As he harangues, lest we forget, the head of UNICEF just declared of the harrowing conditions in Gaza, “Nearly all of the some 600,000 children now crammed into Rafah are either injured, sick, malnourished, traumatized, or living with disabilities.” A UNICEF spokesperson began an op-ed with, “The war against Gaza’s children is forcing many to close their eyes. Nine-year-old Mohamed’s eyes were forced shut, first by the bandages that covered a gaping hole in the back of his head, and second by the coma caused by the blast that hit his family home. He is nine. Sorry, he was nine. Mohamed is now dead.” In central and northern Gaza, surviving Palestinians seeking to return to their homes have found “only ruins, and the smell of death…The streets have turned to sand….It is not fit for life.” And still they are terrorized: Rights groups say the IDF is luring returnees into the open with recordings of cries and screams to be shot at by snipers or drones. At Nuseirat refugee camp, a 35-year-old “son of this city” found only “mountains of rubble.” Yet Gaza, he insists, has risen before: “I will wait for the water lines to be extended in the area, and I will put up a tent and sleep in it with my children.” Says another former resident, “We will teach our children in tents, under the sun, and anywhere else.”

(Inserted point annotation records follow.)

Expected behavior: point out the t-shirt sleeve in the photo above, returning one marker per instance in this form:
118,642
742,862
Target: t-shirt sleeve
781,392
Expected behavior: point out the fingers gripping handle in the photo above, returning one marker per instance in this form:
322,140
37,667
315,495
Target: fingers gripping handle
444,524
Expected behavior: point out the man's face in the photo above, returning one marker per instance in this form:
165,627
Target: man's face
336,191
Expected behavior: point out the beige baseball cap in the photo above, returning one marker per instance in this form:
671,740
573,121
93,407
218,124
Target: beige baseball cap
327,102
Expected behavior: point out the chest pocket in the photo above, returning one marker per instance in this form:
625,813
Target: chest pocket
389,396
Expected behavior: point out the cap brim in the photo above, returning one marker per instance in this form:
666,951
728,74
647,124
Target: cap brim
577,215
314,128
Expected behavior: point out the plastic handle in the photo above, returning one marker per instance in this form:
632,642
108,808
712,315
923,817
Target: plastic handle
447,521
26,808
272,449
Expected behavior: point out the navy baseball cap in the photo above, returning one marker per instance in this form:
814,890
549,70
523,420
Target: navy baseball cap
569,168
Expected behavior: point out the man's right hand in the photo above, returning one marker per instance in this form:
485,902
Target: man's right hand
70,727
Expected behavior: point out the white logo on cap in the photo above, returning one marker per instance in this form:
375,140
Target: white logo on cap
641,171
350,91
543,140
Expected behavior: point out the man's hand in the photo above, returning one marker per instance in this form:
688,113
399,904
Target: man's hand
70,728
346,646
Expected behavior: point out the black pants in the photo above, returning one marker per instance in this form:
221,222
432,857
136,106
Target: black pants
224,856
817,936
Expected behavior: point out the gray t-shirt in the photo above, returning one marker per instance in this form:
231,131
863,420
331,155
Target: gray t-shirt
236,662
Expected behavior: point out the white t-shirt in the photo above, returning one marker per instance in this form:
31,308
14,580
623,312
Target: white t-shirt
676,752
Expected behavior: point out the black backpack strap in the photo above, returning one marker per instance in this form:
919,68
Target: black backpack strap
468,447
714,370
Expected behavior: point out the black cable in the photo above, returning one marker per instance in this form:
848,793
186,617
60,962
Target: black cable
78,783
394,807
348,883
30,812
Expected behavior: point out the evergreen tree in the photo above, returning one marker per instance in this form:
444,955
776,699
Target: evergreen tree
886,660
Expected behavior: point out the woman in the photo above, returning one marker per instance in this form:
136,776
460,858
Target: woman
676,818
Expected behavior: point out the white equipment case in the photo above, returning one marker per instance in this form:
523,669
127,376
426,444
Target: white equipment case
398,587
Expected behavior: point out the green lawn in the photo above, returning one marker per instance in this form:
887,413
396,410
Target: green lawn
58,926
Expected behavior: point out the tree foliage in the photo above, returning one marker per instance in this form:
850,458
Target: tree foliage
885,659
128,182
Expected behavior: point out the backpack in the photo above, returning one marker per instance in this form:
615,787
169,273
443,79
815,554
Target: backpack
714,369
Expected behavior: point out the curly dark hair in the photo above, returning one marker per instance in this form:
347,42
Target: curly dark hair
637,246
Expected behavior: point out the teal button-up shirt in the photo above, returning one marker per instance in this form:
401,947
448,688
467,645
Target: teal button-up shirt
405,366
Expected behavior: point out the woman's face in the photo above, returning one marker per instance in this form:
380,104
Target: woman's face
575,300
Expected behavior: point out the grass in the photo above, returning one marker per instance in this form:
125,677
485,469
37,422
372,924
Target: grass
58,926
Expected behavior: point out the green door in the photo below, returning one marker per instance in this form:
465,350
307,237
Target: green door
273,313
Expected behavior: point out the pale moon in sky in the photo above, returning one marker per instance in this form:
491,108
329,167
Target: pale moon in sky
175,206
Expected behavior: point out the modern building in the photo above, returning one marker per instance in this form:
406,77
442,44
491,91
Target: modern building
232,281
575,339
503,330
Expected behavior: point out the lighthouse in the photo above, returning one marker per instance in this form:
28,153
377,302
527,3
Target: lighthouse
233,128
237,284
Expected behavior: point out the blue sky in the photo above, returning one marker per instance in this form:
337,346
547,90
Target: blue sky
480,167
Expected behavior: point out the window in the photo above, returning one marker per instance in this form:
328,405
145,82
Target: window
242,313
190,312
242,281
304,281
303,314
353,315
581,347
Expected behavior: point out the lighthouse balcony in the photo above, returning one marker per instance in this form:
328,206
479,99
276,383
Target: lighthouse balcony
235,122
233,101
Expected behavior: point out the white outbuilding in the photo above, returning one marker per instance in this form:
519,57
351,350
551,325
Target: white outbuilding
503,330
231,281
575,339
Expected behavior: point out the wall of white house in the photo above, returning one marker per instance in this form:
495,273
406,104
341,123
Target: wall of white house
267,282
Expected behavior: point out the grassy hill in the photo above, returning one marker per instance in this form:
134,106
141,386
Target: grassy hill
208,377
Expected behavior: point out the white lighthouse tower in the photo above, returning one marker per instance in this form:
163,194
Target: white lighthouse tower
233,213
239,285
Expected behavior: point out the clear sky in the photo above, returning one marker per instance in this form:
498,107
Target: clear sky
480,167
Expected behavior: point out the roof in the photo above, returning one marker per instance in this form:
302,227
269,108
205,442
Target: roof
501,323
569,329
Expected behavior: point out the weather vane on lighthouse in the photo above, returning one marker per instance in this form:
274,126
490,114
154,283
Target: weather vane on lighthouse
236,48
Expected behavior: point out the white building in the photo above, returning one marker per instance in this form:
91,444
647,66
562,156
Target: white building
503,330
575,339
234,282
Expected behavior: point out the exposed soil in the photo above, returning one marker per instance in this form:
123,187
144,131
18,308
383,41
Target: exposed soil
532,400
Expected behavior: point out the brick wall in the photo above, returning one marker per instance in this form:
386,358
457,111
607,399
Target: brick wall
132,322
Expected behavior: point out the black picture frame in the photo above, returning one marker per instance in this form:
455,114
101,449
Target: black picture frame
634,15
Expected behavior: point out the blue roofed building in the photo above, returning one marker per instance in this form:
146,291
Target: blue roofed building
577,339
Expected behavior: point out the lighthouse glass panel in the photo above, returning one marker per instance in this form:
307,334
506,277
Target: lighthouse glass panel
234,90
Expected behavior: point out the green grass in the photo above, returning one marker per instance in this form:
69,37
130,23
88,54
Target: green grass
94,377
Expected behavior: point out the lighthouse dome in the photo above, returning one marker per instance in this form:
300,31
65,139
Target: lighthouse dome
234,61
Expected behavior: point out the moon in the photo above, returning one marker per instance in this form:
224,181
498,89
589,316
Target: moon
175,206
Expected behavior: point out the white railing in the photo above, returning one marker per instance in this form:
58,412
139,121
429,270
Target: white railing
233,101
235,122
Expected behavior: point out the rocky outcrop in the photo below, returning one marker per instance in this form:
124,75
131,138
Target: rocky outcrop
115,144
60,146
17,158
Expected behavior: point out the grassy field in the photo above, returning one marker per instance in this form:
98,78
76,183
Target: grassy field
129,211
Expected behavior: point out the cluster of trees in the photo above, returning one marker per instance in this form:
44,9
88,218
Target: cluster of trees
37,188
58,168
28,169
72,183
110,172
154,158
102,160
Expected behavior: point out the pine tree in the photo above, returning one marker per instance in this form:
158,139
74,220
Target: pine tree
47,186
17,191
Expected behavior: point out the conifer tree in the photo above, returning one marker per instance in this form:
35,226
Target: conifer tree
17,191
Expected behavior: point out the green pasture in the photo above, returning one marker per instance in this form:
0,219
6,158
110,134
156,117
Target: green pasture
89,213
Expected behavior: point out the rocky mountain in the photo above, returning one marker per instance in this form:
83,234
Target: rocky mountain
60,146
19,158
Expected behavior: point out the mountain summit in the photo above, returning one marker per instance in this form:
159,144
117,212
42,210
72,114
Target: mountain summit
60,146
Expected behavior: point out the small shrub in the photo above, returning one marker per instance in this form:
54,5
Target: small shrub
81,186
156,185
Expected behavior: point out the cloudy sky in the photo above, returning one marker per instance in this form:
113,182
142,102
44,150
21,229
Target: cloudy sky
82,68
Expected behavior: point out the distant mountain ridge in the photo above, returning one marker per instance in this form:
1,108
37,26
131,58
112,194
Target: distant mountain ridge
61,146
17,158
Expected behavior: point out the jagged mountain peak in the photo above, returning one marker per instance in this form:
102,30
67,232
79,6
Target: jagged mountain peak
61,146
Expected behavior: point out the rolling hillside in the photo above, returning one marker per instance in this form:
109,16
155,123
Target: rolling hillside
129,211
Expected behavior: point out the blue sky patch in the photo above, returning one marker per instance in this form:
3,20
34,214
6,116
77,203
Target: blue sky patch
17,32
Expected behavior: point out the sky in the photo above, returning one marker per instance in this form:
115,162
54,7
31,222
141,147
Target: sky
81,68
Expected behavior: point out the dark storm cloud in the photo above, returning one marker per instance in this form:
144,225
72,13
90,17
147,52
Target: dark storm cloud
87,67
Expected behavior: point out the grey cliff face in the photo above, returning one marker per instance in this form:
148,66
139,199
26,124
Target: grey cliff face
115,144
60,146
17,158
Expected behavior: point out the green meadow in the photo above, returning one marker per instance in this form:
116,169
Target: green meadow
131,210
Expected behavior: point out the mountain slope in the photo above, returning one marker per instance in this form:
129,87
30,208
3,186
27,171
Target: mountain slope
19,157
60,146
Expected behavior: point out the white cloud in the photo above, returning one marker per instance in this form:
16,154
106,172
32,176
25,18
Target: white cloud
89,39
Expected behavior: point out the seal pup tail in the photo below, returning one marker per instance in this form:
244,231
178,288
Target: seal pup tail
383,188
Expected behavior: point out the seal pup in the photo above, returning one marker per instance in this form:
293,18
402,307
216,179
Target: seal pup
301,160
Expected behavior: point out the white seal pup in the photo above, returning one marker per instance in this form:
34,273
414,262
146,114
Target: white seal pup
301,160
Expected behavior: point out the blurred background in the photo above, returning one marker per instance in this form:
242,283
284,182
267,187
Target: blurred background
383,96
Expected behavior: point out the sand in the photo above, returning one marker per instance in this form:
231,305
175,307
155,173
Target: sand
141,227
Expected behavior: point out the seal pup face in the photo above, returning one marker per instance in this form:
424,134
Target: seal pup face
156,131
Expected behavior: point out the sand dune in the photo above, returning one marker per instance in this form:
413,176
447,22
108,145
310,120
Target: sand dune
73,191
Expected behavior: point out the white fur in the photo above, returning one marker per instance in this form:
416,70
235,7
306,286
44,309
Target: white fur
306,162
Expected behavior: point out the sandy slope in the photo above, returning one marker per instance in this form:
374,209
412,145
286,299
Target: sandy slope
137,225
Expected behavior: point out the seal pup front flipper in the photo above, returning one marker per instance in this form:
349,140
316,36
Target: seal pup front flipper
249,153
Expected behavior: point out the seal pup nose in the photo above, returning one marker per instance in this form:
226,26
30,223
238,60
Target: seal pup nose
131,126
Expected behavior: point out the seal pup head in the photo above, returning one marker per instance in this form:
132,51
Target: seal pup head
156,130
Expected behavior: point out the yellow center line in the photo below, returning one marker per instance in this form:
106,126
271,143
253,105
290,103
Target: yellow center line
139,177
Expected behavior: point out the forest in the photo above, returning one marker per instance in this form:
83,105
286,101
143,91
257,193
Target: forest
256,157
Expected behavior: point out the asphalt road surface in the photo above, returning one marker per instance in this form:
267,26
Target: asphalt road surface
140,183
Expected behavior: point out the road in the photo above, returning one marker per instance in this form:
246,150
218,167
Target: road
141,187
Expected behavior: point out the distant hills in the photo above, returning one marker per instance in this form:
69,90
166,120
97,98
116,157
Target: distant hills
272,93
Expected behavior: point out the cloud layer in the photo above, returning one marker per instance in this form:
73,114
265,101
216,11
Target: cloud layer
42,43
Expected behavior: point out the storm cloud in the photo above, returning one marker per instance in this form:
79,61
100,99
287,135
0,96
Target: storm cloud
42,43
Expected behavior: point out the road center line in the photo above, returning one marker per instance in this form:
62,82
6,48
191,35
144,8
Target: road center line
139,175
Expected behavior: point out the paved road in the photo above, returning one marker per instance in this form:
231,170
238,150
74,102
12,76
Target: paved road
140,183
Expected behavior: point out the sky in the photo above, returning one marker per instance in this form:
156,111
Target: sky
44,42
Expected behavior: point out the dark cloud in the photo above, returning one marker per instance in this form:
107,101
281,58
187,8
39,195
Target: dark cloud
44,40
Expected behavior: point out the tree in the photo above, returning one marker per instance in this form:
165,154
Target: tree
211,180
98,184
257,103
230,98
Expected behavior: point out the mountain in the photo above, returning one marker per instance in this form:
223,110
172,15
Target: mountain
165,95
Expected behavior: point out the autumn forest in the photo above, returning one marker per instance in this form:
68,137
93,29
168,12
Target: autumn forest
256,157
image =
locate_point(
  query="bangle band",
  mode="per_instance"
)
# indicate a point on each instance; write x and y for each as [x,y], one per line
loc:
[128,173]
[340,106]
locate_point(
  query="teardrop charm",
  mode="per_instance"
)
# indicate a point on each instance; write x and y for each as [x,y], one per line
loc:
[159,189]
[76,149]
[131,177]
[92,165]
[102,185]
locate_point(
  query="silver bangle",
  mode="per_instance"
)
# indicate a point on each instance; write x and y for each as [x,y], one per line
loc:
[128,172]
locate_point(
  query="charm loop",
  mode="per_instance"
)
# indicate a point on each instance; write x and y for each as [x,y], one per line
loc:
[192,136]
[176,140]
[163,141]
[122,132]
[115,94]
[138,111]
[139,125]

“What does the liberation of Palestine mean?” asks philosopher Judith Butler, when “the grief over Jewish lives lost is very often humanized and memorialized in ways that Palestinian deaths are not.” Simply, she offers “a vision of cohabitation,” that Palestinians and Jews and other inhabitants of that land find a way to live together. Either next to each other or with one another, under conditions of radical equality,” where occupation is dismantled. As a Jew, she also dismantles the myth that Jews, having suffered genocide, cannot be enacting genocide: “There is nothing that keeps a people who have suffered massively in life from afflicting massive suffering on others…There is nothing in the history of the world that precludes that.” Dr. Ghassan Abu-Sittah, newly installed as Glasgow University Rector, has seen and lived that reality. Except for himself, all his forefathers were born in Palestine, a land given away by Arthur Balfour, a former Glasgow rector who in his 46-word declaration announcing British support for Palestine noted, “A survey of the world (shows) a vast number of savage communities.” After a lifetime as a war surgeon, said Abu-Sittah, students at the school once headed by Winnie Mandela reached out to him, and “one of Balfour’s savages” was elected.

“Students understood what we have to lose when we allow our politics to become inhuman,” said Abu-Sittah of what he views as a vote of solidarity with too-long-ignored Palestinian suffering. Citing “the ravening beast” that is “the genocidal erasure of a people,” he argued Gaza is the “axis of genocide” by western powers: “The quadcopters and drones fitted with sniper guns – used so efficiently (one) night at Al-Ahli hospital we received over 30 wounded civilians shot outside our hospital – today in Gaza will be used tomorrow in Mumbai, Nairobi and Sao Paulo.” For those who have “seen, smelt, and heard what the weapons of war do to a child’s body,” have “amputated the unsalvageable limbs of wounded children,” have witnessed the “othering” by which many would be horrified by “the barbarity” of Israel killing 14,000 puppies or kittens, but not children – for all those, somehow, he urged hope. “When powerlessness is at its most acute, the determination to think like a human being, creatively, courageously, complicatedly matters the most,” he said. “It is your world to fight for. It is your tomorrow to make.” Dedicating his address to dead family and colleagues, “but mostly to our land,” he ended with the words of Bobby Sands: “Our revenge will be the laughter of our children.”